La proclamazione del dogma dell’Immacolata Concezione da parte di Pio IX è celebrata in una sala dei Musei Vaticani. Una ricca decorazione ad affresco del XIX secolo ed un prezioso mobile – biblioteca con le traduzioni in 110 lingue della Costituzione Apostolica Ineffabilis Deus, promulgata l’8 dicembre 1854
Paolo Ondarza – Città del Vaticano
Una stanza dei Palazzi Apostolici celebra in modo particolare l’Immacolata Concezione. Lungo il percorso di visita dei Musei Vaticani, in una sala adiacente alle Stanze di Raffaello, nella torre Borgia, ci si imbatte in un ciclo di pitture dedicato alla proclamazione del dogma mariano da parte di Pio IX, avvenuta l’8 dicembre 1854. Furono realizzate dall’anconetano Francesco Podesti in un momento particolarmente delicato per lo Stato Pontificio che culminerà con la nascita del Regno d’Italia nel 1861 e la perdita della città di Roma. L’artista molto noto all’epoca nel panorama romano mette mano al pennello tra il 1856 ed il 1865, ricorrendo alla tecnica della grande tradizione dell’arte sacra: l’affresco.
Decorazione unitaria
Volle avere il coordinamento della decorazione di tutto l’ambiente. Fu lui infatti a scegliere anche porte, portelloni in legno per le finestre, mostre di marmo intarsiato e soprattutto coordinò la delicatissima operazione di installazione di un prezioso mosaico romano proveniente da Ostia antica.

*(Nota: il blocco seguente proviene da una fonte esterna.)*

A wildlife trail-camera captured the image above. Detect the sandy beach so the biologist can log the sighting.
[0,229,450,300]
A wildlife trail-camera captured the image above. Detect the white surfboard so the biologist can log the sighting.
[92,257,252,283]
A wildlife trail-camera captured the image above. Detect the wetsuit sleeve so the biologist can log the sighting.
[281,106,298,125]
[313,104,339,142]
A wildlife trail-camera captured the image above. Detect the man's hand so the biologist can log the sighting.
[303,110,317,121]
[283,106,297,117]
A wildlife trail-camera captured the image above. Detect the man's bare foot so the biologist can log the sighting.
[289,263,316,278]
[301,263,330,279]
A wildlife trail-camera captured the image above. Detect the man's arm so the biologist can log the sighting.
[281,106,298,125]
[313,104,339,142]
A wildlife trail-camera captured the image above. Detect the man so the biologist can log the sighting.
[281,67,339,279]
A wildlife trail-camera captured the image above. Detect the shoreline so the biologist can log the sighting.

La sala dell’Immacolata Concezione nei Musei Vaticani
«…Io ne assumerò l’incarico, beninteso di essere solo in tutto e per tutto, compreso il decoratore e l’architetto, acciocché la mia idea non venga intralciata a danno dell’unità», annotava Podesti nelle Memorie. In questo testo è descritta dettagliatamente anche la prima scena realizzata dal pittore: la “Proclamazione del dogma dell’Immacolata Concezione”. Evidente l’omaggio a Raffaello. Nella sfera celeste la Vergine Maria e la Trinità campeggiano al centro, attorniati da Padri della Chiesa, Profeti, Apostoli e figure dell’Antica e Nuova Alleanza.
Il Papa in piedi

Pio IX negli affreschi di Podesti
Pio IX espresse il desiderio di essere raffigurato in piedi: un disegno preparatorio, conservato all’Accademia di San Luca, documenta l’iniziale intenzione di Podesti di rappresentarlo seduto. Scene allegoriche alludenti alle virtù di Maria campeggiano sulla volta. Le altre pareti sono invece dedicate all’omaggio dei continenti alla Chiesa in trono, alla Discussione del dogma e all’Incoronazione dell’Immagine della Vergine. In quest’ultima figurazione si distingue un autoritratto del pittore che presenziò all’evento celebrato da Pio IX nella Cappella del Coro della Basilica di San Pietro. I dipinti dunque documentano sia il fatto storico, profondamente partecipato dalla cittadinanza romana del tempo, che l’eterna sacralità di un evento mariano centrale per la Chiesa universale.
L’Immacolata in 110 lingue

Il mobile-biblioteca della Sala dell’Immacolata
Al centro della Sala dell’Immacolata Concezione dal 1879 campeggia il raffinato mobile-biblioteca, opera di un’equipe francese composta da ebanisti, scultori, maestri del cesello, pittori, mosaicisti, ceramisti e orafi. Era destinato a contenere le 110 traduzioni della Bolla pontificia di proclamazione del dogma Ineffabilis Deus. I testi manoscritti preziosamente decorati sono oggi conservati nella Biblioteca Apostolica Vaticana; nella libreria realizzata dalla MaisonChristofle di Parigi tra il 1874 e il 1878 sono esposte invece copie fedeli agli originali. Sempre nella Biblioteca Vaticana si conservano i disegni che Francesco Podesti eseguì per studiare i ritratti dei tanti personaggi effigiati sulle pareti della sala.